If you had a 5-liter bowl and a 3-liter bowl, and an unlimited access to water, how would you measure exactly 4 liters?
Fill the 5-litre bowl and pour water to the 3-litre bowl, which you empty afterwards. From the 5-litre bowl pour the 2 remaining litres to the 3-litre bowl. Refill the 5-litre bowl and fill in the 3-litre bowl (with 1 litre), so there stay the 4 required litres in the 5-litre bowl.
Given three bowls: 8, 5 and 3 liters capacity, divide 8 liters in half (4 + 4 liters) with the minimum number of water transfers. Note that the 8-liter bowl is initially filled with 8 liters of water and the other two bowls are empty - that is all water you have.
pour 5 litres from the 8-litre to the 5-litre bowl,
pour 3 litres from the 5-litre to the 3-litre bowl,
pour these 3 litres back to the 8-litre bowl,
pour the remaining 2 litres from the 5-litre to the 3-litre bowl,
pour 5 litres from the 8-litre to the 5-litre bowl,
pour the missing 1 litre from the 5-litre to the 3-litre bowl (there should be 4 litres left in the 5-litre bowl),
pour the 3 litres back from the 3-litre to the 8-litre bowl (and that's it - in 8-litre bowl 4 litres).
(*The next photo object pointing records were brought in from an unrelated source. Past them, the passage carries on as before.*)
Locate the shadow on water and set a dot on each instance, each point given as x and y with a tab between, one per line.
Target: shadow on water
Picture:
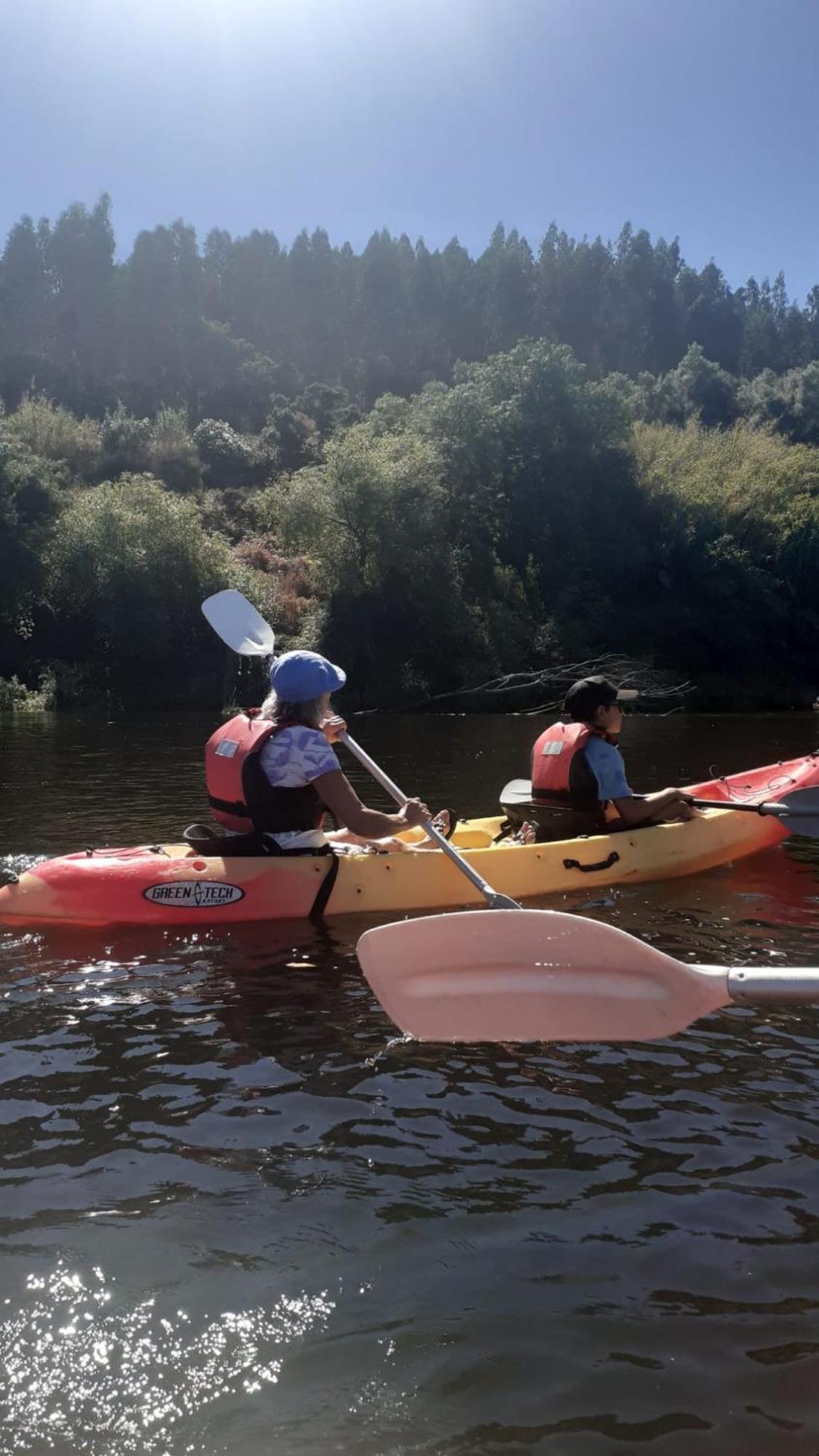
240	1215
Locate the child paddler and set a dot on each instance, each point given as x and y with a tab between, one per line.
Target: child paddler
579	783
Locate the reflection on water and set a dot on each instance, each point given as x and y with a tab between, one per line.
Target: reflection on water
241	1216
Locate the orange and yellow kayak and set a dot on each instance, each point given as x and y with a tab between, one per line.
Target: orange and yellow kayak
174	886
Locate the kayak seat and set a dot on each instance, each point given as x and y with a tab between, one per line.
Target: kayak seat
206	841
521	807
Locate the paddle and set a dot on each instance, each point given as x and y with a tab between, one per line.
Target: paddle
800	807
548	976
241	628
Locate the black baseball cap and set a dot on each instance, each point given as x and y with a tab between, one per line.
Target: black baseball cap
589	694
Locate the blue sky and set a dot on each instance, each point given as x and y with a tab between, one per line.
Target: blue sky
692	119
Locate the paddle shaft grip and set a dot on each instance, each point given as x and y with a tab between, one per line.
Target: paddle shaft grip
496	901
787	986
775	810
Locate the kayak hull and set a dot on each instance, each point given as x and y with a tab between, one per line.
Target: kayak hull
174	886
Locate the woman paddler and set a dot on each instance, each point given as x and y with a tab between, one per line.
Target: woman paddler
273	774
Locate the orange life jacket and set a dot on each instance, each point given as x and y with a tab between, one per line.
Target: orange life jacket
238	788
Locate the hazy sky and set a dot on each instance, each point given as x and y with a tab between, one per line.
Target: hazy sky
692	119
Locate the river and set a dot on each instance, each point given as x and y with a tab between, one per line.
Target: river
238	1216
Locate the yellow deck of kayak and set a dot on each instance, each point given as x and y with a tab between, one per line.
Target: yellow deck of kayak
173	885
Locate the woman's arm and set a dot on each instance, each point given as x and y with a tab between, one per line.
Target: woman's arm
341	800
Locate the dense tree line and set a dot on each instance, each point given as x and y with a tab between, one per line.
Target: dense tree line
438	468
521	516
222	328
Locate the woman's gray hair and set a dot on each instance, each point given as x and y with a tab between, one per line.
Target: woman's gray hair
309	713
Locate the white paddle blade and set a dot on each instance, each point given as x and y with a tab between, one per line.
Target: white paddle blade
802	813
238	624
531	976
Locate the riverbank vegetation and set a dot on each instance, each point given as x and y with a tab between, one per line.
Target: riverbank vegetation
436	468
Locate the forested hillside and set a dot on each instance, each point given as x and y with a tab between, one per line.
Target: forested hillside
436	467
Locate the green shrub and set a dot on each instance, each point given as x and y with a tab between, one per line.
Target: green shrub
53	432
173	455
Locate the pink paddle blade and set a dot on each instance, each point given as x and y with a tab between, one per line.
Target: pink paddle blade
531	976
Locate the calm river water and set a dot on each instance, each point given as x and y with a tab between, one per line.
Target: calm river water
240	1218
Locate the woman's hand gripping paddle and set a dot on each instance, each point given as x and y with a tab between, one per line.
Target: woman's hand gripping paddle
241	628
548	976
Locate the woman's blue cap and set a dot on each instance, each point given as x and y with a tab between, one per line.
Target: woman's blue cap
299	676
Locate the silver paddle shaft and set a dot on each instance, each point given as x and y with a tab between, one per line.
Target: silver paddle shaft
775	810
493	898
762	984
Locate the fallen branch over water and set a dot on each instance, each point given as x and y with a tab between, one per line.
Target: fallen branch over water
625	672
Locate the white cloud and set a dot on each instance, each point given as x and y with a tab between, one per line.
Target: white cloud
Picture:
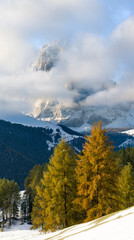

Given three bowls: 7, 4 and 3 liters capacity. Only the 7-liter is full. Pouring the water the fewest number of times, make the quantities of 2, 2, and 3 liters.
Three numerals in each number stand for litres in each bowl:
700 - 340 - 313 - 610 - 601 - 241 - 223 (pouring 6 times)
How can you measure 6 liters of water using only 4 and 9-liter bowls?
First fill the 9-litre bowl. Then pour 4 litres to the 4-litre bowl (there are 5 litres in the 9-litre bowl afterwards) and pour out the water from the 4-litre bowl. And again pour 4 litres to the 4-litre bowl and empty it. Then pour the remaining litre to the 4-litre bowl but this time keep it there. Fill the 9-litre bowl to the top for the second time and pour water to fill the 4-litre bowl to the top. Thus the required 6 litres stay in the 9-litre bowl.
Measure exactly 2 liters of water if you have:
1. 4 and 5-liter glass
2. 4 and 3-liter glass
1st Fill the 5-litre bowl, pour water from it to fill the 4-litre bowl, which you empty afterwards. pour the remaining 1 litre to the 4-litre bowl. Refill the 5-litre bowl and pour water from it to fill the 4-litre bowl (where there is already 1 litre). Thus you are left with 2 litres in the 5-litre bowl.
2nd The same principle - this time from the other end. Fill the 3-litre bowl and pour all of the water to the 4-litre bowl. Refill the 3-litre bowl and fill the 4-litre bowl to the top. And there you have 2 litres in the 3-litre bowl.
Given three bowls: bowl A (8 liters capacity) filled with 5 liters of water; bowl B (5 liters capacity) filled with 3 liters of water; and bowl C (3 liters capacity) filled with 2 liters of water.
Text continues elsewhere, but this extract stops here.